If you have more than one computer running Ubuntu (or Debian), or maybe you are experimenting with different installations of Ubuntu using something like VirtualBox, you might find yourself using a lot of bandwidth and time when downloading packages from the Internet to update or add capabilities to your machine. By default each installation of Ubuntu will go directly to the Ubuntu download servers to get packages, producing a situation where you are downloading the same file multiple times through your connection to your ISP. There is an alternative to this situation though, you can download the packages through a host on your own network that will act as a cache. The next time any machine wanting that file requires it, the cache will serve its own copy, instead of having to download it again. This is a lot quicker, as the speed in your internal network will be much higher than the speed of the connection to your ISP, it is also a great bonus if you have maximum download allowances as part of your Internet connectivity package. Setting this up is not too difficult, thanks to a program called Apt-cacher.

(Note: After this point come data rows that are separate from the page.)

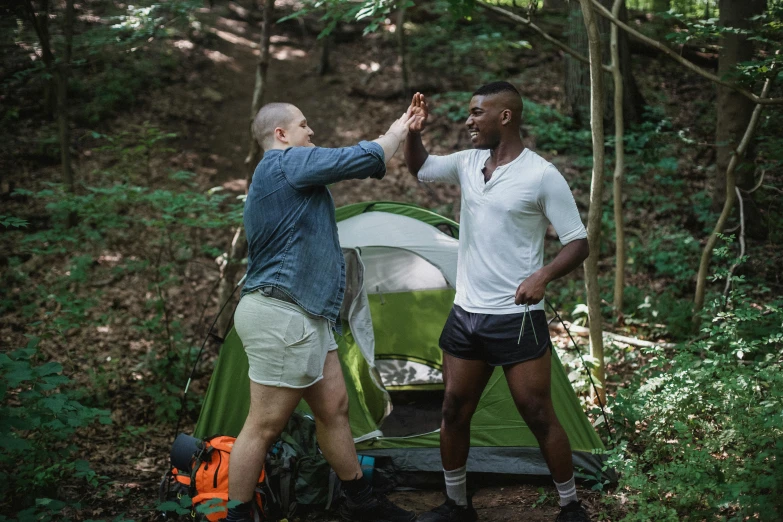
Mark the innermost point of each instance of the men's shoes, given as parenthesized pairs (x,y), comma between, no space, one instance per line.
(373,507)
(573,512)
(449,511)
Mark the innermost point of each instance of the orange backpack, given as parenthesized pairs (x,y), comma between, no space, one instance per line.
(207,482)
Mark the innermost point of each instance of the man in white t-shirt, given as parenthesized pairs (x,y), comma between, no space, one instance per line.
(509,196)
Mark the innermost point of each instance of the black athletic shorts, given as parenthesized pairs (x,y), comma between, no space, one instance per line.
(495,338)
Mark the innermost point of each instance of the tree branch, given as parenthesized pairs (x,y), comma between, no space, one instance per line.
(524,21)
(676,57)
(619,169)
(731,183)
(742,243)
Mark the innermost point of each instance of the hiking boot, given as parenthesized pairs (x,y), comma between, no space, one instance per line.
(449,511)
(573,512)
(373,507)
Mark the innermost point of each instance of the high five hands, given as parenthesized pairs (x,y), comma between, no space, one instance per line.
(419,112)
(413,120)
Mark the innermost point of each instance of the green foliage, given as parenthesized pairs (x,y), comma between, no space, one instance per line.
(11,221)
(666,252)
(39,419)
(701,425)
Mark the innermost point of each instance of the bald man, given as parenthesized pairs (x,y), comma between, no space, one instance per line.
(291,301)
(509,196)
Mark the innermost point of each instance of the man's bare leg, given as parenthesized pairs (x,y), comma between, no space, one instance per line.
(328,399)
(270,409)
(465,382)
(530,385)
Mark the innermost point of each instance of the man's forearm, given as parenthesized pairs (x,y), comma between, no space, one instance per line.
(571,256)
(389,143)
(415,153)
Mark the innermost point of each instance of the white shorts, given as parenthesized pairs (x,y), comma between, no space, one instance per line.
(285,346)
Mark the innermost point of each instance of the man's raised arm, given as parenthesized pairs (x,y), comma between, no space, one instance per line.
(415,153)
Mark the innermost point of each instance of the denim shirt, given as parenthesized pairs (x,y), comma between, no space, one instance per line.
(290,225)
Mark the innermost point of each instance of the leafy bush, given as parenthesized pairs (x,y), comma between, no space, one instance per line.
(701,428)
(39,419)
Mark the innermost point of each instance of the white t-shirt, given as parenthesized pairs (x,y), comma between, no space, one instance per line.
(503,223)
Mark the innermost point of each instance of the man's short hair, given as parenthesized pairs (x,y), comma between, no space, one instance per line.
(496,88)
(503,88)
(271,116)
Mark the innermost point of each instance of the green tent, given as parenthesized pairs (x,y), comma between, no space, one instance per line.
(401,265)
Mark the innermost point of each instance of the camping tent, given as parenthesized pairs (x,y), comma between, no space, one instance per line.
(401,265)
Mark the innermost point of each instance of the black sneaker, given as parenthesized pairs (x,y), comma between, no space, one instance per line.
(573,512)
(449,511)
(373,507)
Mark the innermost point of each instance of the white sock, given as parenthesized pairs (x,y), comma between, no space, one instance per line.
(456,481)
(567,491)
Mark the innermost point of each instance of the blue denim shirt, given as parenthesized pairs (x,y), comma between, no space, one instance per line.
(290,225)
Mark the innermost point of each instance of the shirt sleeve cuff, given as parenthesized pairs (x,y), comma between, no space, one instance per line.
(376,151)
(579,233)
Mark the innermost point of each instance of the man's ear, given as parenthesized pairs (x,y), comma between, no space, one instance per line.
(505,117)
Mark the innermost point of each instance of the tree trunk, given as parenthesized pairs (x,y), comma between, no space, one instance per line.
(555,5)
(660,6)
(730,196)
(254,150)
(238,249)
(62,101)
(734,110)
(577,76)
(324,67)
(60,73)
(401,50)
(619,170)
(596,196)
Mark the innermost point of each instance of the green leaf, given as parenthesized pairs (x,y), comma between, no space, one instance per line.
(49,368)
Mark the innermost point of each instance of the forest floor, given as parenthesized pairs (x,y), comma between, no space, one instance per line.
(209,108)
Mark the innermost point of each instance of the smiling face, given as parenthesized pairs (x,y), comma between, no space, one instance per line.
(493,118)
(296,133)
(485,121)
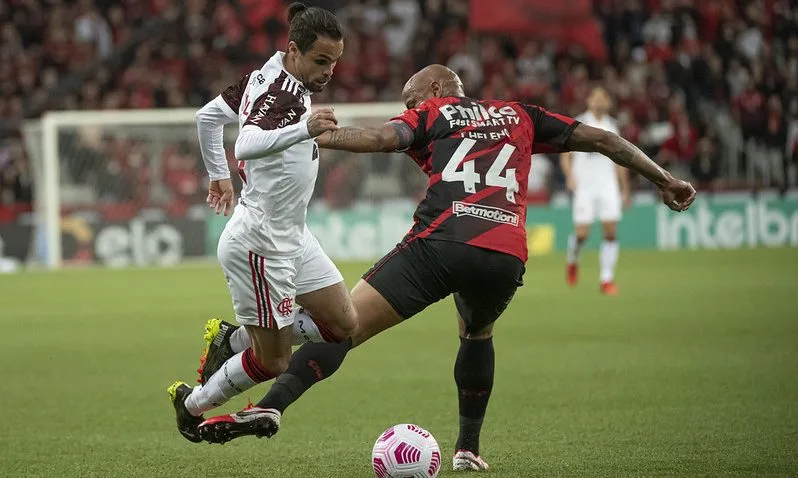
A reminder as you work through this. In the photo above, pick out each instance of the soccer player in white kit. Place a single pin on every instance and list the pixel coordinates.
(600, 189)
(272, 263)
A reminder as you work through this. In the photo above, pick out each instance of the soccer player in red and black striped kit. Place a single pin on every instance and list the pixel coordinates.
(468, 236)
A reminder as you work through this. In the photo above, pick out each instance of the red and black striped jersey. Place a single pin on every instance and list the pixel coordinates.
(477, 155)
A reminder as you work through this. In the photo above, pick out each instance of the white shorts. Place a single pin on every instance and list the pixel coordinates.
(264, 290)
(592, 204)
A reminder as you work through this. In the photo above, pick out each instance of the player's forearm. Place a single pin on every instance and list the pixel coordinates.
(625, 154)
(565, 164)
(356, 140)
(210, 120)
(622, 152)
(623, 180)
(256, 143)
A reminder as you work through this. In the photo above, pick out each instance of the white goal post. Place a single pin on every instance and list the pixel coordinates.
(158, 124)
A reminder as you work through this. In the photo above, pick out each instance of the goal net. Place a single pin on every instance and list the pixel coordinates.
(128, 188)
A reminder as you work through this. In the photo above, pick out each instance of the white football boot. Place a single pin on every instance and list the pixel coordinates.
(467, 461)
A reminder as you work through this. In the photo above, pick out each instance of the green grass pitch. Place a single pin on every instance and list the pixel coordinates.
(692, 370)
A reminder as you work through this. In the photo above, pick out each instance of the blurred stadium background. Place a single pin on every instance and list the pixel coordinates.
(690, 371)
(709, 89)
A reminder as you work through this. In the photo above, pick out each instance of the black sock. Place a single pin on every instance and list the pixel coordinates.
(311, 363)
(473, 373)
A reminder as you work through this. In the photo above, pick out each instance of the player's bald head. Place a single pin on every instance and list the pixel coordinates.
(431, 81)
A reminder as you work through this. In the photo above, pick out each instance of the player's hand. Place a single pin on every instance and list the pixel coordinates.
(678, 194)
(322, 120)
(220, 196)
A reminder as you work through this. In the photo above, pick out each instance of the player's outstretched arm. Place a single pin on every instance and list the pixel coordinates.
(266, 132)
(210, 120)
(390, 137)
(676, 194)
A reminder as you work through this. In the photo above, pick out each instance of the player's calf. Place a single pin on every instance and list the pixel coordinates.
(186, 422)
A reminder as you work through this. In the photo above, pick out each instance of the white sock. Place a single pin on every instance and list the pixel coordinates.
(239, 340)
(240, 373)
(608, 257)
(574, 246)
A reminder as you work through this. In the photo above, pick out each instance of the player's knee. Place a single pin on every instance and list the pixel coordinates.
(482, 334)
(273, 365)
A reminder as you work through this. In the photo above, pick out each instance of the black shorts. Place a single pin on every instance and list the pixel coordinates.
(420, 272)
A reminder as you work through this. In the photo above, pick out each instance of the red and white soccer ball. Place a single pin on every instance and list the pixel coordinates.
(406, 451)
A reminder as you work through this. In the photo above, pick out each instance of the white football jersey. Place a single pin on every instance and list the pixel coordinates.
(273, 108)
(594, 171)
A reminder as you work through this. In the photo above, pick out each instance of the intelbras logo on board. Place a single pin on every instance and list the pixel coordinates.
(488, 213)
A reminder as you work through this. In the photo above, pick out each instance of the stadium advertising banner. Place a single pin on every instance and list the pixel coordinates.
(151, 237)
(725, 221)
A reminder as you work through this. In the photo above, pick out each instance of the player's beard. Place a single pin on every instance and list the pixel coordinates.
(317, 87)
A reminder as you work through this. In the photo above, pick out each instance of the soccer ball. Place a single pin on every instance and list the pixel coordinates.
(406, 451)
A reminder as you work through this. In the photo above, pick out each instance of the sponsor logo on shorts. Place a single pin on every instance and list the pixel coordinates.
(488, 213)
(285, 307)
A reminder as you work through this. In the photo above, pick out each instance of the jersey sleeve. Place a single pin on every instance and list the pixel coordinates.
(274, 124)
(415, 130)
(552, 130)
(274, 110)
(233, 94)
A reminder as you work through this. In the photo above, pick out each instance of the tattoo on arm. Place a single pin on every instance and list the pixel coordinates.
(387, 138)
(619, 150)
(404, 133)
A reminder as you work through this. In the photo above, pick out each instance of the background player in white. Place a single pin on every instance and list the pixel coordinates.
(600, 188)
(271, 261)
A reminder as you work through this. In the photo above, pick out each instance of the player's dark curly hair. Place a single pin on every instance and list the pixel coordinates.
(306, 24)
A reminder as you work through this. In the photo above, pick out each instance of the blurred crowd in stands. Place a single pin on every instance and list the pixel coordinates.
(707, 87)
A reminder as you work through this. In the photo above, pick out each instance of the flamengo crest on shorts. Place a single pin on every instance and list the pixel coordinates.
(488, 213)
(285, 307)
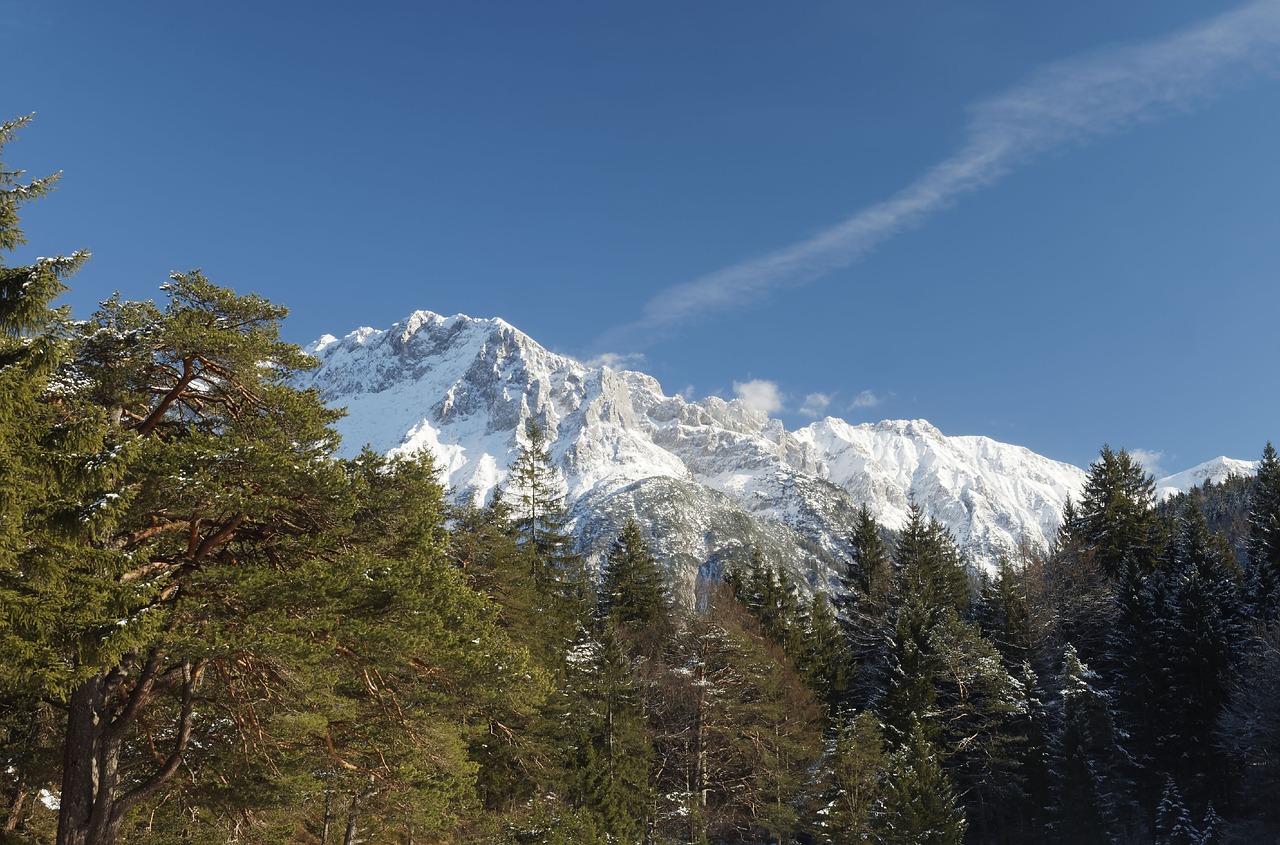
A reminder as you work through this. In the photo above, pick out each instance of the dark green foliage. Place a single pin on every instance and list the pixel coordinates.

This is worth doing even if you find yourself running two or three virtual machines on your laptop as it will save time when downloading updates on the second machine (if it is the same architecture), and also make updates locally available if you should want to set up another virtual machine. If you are running only one machine it is not worth doing this as you will of course use up a but of disc space in holding the cache of packages. I followed the instructions on the Ubuntu Wiki at https://help.ubuntu.com/community/Apt-Cacher-Server to set this up. Firstly, I installed the apt-cacher (don't confuse this with apt-cache which is a command used to search the package directory) package from the repositories on the machine I was using to host the cache, then edited /etc/default/apt-cacher to change AUTOSTART to 1 (this will cause the apt-cache daemon to start automatically when the cache host machine starts). There is a configuration file at /etc/apt-cacher/apt-cacher.conf in which I only changed the admin email, but there are many other options if you want more control over how the system works. Now you can start up your new caching server with:
sudo /etc/init.d/apt-cacher start
You only need to do this when you first install it as it will be started automatically when you boot up your host. You should be able to see signs of life from your apt cacher server if you go to http://localhost:3142/ if you are setting it up on a remote machine, change 'localhost' for the hostname of the machine.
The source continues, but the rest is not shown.